Little is known about Kinnick Cemetery except for the fact that the Kinnick family was one of the first to settle in the Adel area. Some online records indicate that there are only three visible graves at the cemetery. Straight, the longtime resident who has researched cemetery history, says there are five graves, one of which is surrounded by a small iron fence. None of the graves in the online record has the Kinnick name. Several Kinnicks are buried at Oakdale and Van Fossen.
Merical Cemetery, also known as the Paul B. Keller Farm Cemetery, is about 2.5 miles northeast of Adel. The cemetery has been fenced in and was located behind the family’s barn at the time the Dallas County cemeteries’ history was written. The burials at that cemetery, between 15 and 20, date back to the 1860s.

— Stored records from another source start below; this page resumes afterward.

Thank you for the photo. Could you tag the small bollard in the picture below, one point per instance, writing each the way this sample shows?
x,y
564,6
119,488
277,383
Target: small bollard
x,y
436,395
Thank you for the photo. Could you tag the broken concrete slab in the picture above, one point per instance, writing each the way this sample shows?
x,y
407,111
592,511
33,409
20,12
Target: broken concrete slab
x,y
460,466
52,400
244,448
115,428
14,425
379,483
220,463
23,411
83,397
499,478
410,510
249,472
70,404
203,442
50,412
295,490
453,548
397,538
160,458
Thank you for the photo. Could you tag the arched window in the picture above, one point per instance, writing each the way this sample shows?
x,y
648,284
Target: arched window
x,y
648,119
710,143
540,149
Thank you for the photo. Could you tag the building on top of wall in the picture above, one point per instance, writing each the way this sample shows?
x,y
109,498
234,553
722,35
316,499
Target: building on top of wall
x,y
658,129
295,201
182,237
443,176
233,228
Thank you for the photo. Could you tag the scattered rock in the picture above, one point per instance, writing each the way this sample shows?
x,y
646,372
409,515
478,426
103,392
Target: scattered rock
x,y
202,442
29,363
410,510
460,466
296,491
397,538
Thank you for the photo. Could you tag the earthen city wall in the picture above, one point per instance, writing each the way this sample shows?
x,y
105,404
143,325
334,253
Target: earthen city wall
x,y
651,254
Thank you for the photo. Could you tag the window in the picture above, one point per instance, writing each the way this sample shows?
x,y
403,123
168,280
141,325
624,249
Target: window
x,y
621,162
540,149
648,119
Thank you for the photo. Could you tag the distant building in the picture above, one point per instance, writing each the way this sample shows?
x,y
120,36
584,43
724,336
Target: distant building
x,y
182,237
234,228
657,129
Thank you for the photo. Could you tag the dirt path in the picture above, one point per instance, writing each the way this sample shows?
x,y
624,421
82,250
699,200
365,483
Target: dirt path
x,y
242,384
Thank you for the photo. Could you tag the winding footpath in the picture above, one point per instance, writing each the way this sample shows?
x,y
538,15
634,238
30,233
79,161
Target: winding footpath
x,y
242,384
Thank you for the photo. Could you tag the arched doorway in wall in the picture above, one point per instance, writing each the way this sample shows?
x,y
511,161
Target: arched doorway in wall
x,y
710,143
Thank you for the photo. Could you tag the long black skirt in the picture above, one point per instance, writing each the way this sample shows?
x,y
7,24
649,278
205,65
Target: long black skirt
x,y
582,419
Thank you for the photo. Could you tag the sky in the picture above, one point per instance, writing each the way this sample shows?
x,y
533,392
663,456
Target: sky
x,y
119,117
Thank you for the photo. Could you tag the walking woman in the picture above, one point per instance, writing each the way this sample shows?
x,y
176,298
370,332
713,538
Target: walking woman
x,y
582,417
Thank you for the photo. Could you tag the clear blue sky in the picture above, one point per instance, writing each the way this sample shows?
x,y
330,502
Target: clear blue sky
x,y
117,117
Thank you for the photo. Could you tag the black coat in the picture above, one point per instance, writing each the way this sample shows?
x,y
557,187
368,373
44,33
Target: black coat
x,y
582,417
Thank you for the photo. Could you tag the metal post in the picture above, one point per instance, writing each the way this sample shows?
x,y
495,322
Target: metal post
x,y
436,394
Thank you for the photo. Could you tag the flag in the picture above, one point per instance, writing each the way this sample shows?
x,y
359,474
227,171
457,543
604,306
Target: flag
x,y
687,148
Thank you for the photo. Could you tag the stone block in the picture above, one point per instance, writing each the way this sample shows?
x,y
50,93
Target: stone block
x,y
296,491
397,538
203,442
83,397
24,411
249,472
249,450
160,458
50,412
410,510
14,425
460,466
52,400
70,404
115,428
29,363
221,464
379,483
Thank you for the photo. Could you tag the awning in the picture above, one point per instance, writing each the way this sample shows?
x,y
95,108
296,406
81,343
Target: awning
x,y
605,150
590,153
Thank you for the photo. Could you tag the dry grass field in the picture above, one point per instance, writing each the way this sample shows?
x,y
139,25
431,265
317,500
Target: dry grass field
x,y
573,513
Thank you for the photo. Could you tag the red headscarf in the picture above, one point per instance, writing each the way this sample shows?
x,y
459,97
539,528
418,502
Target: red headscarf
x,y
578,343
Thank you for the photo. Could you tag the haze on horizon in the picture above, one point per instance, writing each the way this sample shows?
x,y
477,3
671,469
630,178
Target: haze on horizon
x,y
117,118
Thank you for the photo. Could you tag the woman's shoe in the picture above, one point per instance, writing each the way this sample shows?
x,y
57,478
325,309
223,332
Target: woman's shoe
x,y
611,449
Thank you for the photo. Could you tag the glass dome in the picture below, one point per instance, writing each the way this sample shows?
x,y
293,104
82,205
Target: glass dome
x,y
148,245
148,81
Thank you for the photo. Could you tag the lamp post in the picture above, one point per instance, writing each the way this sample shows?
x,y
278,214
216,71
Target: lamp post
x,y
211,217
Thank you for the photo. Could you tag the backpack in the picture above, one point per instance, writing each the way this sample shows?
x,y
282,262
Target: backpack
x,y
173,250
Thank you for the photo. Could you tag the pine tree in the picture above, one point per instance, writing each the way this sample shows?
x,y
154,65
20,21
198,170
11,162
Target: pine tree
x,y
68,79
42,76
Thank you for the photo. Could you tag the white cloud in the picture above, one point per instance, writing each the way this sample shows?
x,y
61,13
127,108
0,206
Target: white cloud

Buried in that cemetery are Benjamin M. and Magdalen (Smith) Merical, who were originally from Indiana but traveled to Iowa by wagon. The trip took five weeks. Upon his arrival, Merical secured 275 acres in Adel township, according to a 1907 history of Dallas County.
The Miller Cemetery is east of Adel and south of Highway 6. It is also referred to as the Orton Cemetery because it allegedly contains the graves of the man who started the Orton Bros. Circus in Ortonville, Iowa. However, cemetery records show only one Orton — Sarah Elizabeth Orton — is buried at the cemetery. Brothers Miles and R.Z. Orton started the circus company.
Samuel Miller, the first settler in Adel Township, is buried in the cemetery, as is Eli Smithson, the first sheriff of Dallas County.
According to cemetery records, the cemetery also has a couple of stones with potentially interesting or risqué relationship stories: a husband and wife are buried separately across the cemetery from one another; and in another case, a stone has only a first name and the woman is referred to as “consort of Mr. Eric Hall.” Consort generally means “belonging to” or “companion.”
This potentially means “she could have been working her passage over or her freedom,” according to cemetery records.
These cemeteries provide a visual reminder of Adel’s rich history. Much can be learned by visiting the grounds and studying the aged markers.